# Problem on tension

## Homework Statement [/B]
An ornament for a courtyard at a World's Fair is to be made up of four identical, frictionless metal spheres, each weighing ##2\sqrt{6}## ton-wts.The spheres are to be arranged as shown, with three resting on horizontal surface and touching each other; the fourth is to rest freely on the other three. The bottom three are kept from separating by spot welds at the points of contact with each other. Allowing for a factor of safety of 3, how much tension must the spot welds withstand?

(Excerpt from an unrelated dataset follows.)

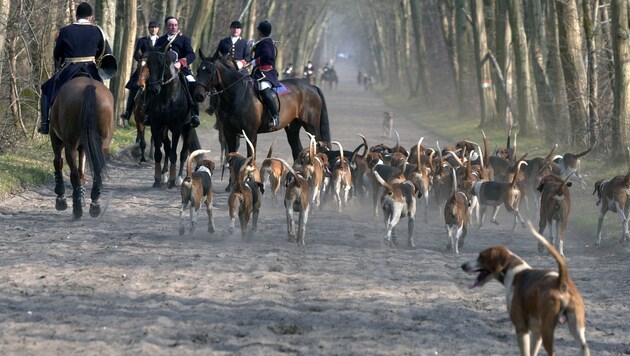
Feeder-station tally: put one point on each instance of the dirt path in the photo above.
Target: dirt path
(127, 283)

## The Attempt at a Solution

At first, I calculated the angle between the vertical axis and the line segment which connects the centres of the top and bottom spheres. Let, the angle be ##\theta##.; In the picture, A, B , C and D are the centers of the spheres. D is the centre of the top sphere. Let the radius of a sphere be ##R## .
So, AB = BC = CA = AD = 2R ;
Applying pythagorean theorem for APC triangle, ## AP = \sqrt{3} R ##
As, G is the centroid, AG : GP = 2 : 1 ;
So, ## AG = \frac{2R}{\sqrt{3}} ##
From, the triangle AGD, ##sin \theta = \frac{AG}{AD} = \frac{1}{\sqrt{3}} ##
and, ## tan \theta = \frac{1}{\sqrt{2}} ##
The vertically downward (component) force of the top sphere on each of the bottom spheres will be
##= \frac{1}{3} \cdot 2 \sqrt{6} = \frac {2\sqrt{2}}{\sqrt{3}} ##

Now, let's consider the force on the bottom sphere having centre A : So the vertical component is ## \frac {2\sqrt{2}}{\sqrt{3}} ##
And so, horizontal component becomes ## = \frac {2\sqrt{2}}{\sqrt{3}} \cdot tan \theta = \frac{2}{\sqrt{3}}##
Now, look at the forces on the bottom spheres in the horizontal plane. This horizontal force on A, can be divided into two components, along CA and BA ;
To, get the tension in AC, I took the component along AC which is ##= \frac{1}{2} \frac{2}{\sqrt{3}} cos 30 = \frac{1}{2} ##
As, the safety factor is 3, the tension becomes ##\frac{3}{2}##;
But it doesn't match the answer.

## Answers and Replies

TSny
Homework Helper
Gold Member
Your work looks good to me all the way to the last part where you are considering the horizontal forces on the bottom spheres. Draw a free body diagram of one of the bottom spheres showing all of the horizontal force components acting on the sphere.

Last edited:
CWatters
Science Advisor
Homework Helper
Gold Member
Check the line that begins...

And so, horizontal component becomes...

When you resolve a force into two orthogonal components the original force vector is the hypotenuse not the side of the triangle.

Chestermiller
Mentor
I confirm your result for the horizontal force. For the horizontal force balance, I get 2Tcos(30)=(horizontal force). This gives T = 2/3. If I multiply by the factor of safety, I get 2.

Chet

I confirm your result for the horizontal force. For the horizontal force balance, I get 2Tcos(30)=(horizontal force). This gives T = 2/3. If I multiply by the factor of safety, I get 2.
Your suggestion was helpful to find out my mistake.